LXXVII

Cómo recuperar una herencia

En aquellos momentos Schmucke estaba comprando unas flores, que llevó casi jubiloso, junto con unos pasteles, a los hijos de Topinard.

¡Traico unos recalos…! —dijo con una sonrisa.

Aquella sonrisa era la primera que acudía a sus labios desde hacía tres meses, y quien la hubiera visto, se hubiese estremecido.

—Bero gon eine gondición…

—Es usted demasiado bueno, señor Schmucke —dijo la madre.

—Gue la niña me pese y se bonga las flores en el belo, y se haca unas drenzas, gomo las niñas alemanas…

—Olga, hija mía, haz todo lo que te diga el señor —dijo la acomodadora, adoptando un aire de severidad.

No riña a mi alemanida… —exclamó Schmucke, que veía a su querida Alemania en aquella niña.

—Todo el jaleo se carga sobre tres empleados —dijo Topinard entrando.

¡Ah, amico mío! —dijo el alemán—. Denca tosciendos vrancos bara bagarlo dodo… Diene ustet eine mujer muy puena… ¿fertat gue se gasará con ella?

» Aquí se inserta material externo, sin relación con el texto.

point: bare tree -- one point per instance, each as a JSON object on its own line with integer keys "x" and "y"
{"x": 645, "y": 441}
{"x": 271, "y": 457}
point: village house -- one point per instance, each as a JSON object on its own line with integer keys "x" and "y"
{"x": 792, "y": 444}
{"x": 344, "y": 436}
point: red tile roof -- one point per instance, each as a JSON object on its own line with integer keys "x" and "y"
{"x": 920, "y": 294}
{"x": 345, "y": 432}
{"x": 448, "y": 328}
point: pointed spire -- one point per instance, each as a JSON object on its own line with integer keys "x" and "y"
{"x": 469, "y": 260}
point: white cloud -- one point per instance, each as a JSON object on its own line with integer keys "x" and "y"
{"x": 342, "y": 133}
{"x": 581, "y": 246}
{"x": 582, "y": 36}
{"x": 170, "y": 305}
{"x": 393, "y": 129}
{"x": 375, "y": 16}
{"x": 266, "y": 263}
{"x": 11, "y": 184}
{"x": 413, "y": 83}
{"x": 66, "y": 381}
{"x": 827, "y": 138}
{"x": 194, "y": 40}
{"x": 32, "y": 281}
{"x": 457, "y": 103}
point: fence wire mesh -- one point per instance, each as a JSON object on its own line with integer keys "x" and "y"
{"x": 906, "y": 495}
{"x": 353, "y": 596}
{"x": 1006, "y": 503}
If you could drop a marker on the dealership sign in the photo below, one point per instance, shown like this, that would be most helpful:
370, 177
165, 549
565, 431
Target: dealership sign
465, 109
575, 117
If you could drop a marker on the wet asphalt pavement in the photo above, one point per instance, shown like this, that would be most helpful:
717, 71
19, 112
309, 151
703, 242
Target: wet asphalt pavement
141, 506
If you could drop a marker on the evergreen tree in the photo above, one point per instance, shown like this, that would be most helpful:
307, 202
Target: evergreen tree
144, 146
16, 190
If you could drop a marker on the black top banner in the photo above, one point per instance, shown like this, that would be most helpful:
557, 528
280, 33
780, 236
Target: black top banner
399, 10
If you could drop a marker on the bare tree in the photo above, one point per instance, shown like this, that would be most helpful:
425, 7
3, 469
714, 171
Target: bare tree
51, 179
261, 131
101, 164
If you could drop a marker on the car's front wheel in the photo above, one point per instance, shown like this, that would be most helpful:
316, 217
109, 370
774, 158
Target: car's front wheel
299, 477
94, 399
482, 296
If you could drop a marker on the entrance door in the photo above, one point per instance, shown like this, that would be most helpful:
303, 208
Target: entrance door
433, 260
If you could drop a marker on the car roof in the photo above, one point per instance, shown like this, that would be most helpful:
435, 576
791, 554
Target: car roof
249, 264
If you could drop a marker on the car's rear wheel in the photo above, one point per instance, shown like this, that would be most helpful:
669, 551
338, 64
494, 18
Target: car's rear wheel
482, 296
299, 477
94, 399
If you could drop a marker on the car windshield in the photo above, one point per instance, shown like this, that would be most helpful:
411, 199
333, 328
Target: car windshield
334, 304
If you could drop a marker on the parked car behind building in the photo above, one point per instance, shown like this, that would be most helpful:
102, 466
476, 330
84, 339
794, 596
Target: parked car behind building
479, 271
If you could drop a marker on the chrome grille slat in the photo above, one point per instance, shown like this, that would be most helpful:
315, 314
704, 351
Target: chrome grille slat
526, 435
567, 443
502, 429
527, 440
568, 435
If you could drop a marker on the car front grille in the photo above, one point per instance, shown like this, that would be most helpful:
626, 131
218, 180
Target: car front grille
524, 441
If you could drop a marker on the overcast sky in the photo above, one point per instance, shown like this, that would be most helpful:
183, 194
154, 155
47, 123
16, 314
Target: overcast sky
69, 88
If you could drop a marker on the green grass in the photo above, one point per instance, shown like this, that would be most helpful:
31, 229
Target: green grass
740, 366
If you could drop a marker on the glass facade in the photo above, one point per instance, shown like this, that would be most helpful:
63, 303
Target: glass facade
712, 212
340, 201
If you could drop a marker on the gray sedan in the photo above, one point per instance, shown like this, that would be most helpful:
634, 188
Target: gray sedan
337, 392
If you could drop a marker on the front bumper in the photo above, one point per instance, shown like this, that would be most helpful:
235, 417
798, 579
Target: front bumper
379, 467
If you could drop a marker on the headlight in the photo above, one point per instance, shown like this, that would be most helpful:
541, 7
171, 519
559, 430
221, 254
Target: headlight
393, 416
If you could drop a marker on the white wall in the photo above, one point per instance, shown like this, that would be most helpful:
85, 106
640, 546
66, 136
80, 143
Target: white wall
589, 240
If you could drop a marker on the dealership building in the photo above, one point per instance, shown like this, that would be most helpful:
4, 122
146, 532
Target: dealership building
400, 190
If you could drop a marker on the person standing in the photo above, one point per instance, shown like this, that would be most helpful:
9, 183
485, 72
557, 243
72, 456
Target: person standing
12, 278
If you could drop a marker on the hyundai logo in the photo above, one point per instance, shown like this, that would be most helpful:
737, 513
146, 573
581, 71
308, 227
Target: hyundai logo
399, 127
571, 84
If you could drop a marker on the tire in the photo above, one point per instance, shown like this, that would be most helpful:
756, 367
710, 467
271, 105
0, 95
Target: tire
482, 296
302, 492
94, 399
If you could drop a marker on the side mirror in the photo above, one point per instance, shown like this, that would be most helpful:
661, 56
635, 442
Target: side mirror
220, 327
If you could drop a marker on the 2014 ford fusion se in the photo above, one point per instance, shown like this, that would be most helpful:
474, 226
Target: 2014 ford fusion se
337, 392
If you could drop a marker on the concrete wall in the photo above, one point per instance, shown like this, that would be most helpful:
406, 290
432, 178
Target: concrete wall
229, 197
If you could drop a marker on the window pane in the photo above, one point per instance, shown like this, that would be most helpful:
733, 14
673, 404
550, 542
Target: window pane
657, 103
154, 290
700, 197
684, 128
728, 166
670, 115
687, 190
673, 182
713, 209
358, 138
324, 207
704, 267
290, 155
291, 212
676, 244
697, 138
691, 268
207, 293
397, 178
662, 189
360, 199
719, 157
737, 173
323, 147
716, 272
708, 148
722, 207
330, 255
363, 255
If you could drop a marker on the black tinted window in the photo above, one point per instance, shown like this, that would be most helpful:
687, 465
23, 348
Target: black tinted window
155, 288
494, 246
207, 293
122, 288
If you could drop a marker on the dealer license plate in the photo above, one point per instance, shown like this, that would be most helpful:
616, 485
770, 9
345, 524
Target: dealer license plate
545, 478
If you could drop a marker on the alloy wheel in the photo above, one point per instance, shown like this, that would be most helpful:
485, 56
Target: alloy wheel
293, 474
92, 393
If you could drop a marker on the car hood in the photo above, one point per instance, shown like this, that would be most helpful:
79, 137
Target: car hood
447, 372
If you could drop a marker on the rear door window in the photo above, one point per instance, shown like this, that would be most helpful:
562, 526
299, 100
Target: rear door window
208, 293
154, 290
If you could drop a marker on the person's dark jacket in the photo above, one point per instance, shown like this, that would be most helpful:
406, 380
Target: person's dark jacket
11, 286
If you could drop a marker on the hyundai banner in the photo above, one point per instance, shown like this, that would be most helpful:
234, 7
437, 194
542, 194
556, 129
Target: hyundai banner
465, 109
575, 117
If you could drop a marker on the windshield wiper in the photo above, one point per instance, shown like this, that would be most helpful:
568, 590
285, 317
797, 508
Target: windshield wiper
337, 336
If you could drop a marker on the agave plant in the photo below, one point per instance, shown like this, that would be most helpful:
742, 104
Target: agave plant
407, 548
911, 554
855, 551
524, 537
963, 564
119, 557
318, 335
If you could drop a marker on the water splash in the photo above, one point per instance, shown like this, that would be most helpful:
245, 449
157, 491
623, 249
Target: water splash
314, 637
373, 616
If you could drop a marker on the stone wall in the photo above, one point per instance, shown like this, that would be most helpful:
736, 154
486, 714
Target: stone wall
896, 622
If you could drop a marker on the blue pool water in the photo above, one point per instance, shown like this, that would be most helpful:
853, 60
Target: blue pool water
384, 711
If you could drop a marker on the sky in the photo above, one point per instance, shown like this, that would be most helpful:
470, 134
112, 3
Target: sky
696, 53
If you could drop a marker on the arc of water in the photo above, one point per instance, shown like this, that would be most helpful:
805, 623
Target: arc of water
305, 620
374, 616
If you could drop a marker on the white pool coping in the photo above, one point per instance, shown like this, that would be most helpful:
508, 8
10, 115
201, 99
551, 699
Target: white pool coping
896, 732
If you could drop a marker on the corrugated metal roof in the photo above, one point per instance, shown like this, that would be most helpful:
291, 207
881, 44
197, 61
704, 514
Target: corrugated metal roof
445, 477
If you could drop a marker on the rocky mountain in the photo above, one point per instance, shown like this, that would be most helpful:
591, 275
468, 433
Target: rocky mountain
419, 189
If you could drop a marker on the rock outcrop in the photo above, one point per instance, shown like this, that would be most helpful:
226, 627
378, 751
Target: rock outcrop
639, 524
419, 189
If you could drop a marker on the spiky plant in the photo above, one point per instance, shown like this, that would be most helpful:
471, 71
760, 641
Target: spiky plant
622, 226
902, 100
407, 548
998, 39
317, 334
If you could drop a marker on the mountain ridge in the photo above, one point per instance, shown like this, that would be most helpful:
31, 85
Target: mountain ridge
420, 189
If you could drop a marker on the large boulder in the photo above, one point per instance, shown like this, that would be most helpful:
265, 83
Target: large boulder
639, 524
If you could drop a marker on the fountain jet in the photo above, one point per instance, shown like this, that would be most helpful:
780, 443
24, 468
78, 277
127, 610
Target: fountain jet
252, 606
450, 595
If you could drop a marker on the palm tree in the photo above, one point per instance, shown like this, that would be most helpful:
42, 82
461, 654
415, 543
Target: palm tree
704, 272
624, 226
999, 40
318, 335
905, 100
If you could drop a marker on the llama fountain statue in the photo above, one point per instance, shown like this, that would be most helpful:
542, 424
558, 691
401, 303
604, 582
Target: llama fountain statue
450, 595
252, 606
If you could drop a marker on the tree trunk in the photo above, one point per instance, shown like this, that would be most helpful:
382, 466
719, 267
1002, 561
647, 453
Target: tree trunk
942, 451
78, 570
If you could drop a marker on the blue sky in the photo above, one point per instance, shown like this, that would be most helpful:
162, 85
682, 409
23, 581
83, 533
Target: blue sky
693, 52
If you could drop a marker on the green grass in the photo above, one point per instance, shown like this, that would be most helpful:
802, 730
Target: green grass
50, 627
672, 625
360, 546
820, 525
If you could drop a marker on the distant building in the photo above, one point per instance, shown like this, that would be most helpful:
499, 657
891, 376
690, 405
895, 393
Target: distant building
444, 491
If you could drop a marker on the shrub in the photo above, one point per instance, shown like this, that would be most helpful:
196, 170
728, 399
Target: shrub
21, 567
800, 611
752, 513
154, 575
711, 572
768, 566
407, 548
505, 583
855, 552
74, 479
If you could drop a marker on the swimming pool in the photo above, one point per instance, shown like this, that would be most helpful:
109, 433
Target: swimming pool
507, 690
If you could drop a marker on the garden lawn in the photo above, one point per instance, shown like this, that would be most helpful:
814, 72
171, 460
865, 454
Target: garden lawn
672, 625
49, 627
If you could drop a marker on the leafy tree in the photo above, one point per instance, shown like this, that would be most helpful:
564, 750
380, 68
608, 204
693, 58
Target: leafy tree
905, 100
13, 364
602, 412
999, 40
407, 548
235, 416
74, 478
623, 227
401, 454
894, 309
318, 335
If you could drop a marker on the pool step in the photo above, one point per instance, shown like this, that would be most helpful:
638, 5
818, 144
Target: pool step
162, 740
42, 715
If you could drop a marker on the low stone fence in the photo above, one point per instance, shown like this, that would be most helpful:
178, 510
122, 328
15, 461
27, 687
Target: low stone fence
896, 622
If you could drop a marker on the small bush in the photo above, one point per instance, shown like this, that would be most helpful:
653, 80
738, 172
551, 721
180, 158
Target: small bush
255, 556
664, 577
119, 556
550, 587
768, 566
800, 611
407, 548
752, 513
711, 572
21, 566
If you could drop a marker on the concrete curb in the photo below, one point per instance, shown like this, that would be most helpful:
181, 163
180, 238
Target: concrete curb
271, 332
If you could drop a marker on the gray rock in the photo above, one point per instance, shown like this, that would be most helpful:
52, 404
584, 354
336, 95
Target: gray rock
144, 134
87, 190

Yo le toy mil esgudos… La niña dendrá eine tote te mil esgudos gue ustet bondrá a su nombre. Y ustet ya no será mozo; será el gajero tel deadro…

—¿En la plaza de Baudrand?

—Sí.

—¿Quién se lo ha dicho?

—El señor Cautissart.

—¡Oh, es como para volverse loco de alegría! ¿Has oído, Rosalie? ¡Lo que van a rabiar en el teatro! Pero… ¡esto no es posible! —añadió.

—Nuestro bienhechor no puede alojarse en una buhardilla…

¡Pah! ¡Bor unos bocos tías gue me guedan te fida —dijo Schmucke—, ya esdá bien! ¡Atiós!, ¡me foy al cemenderio… a fer gué han hecho te Bons… y a engargar flores bara su dumba!

La señora Camusot de Marville estaba muy alarmada. En casa de esta dama, Fraisier celebraba una reunión con Godeschal y Berthier. El notario Berthier y el procurador Godeschal consideraban que el testamento hecho por dos notarios, en presencia de dos testigos, era inatacable, a causa de la precisión con que lo había redactado Léopold Hannequin. Según el honrado Godeschal, Schmucke, aun en el caso de que su actual consejero lograra engañarlo, terminaría por saber la verdad, aunque sólo fuera por uno de estos abogados que, para destacar, recurren a actos de generosidad desinteresada. Los dos letrados se despidieron, pues, de la presidenta, recomendándole que desconfiara de Fraisier, sobre quien, naturalmente, se habían informado. En aquellos momentos, Fraisier, a su regreso de la ceremonia de sellar el piso, redactaba una citación judicial en el despacho del presidente, en el que la señora de Marville le había hecho entrar, a ruegos de los dos letrados que veían el asunto demasiado sucio para que se metiera en él un presidente, y que habían querido dar su opinión a la señora de Marville sin que Fraisier les oyera.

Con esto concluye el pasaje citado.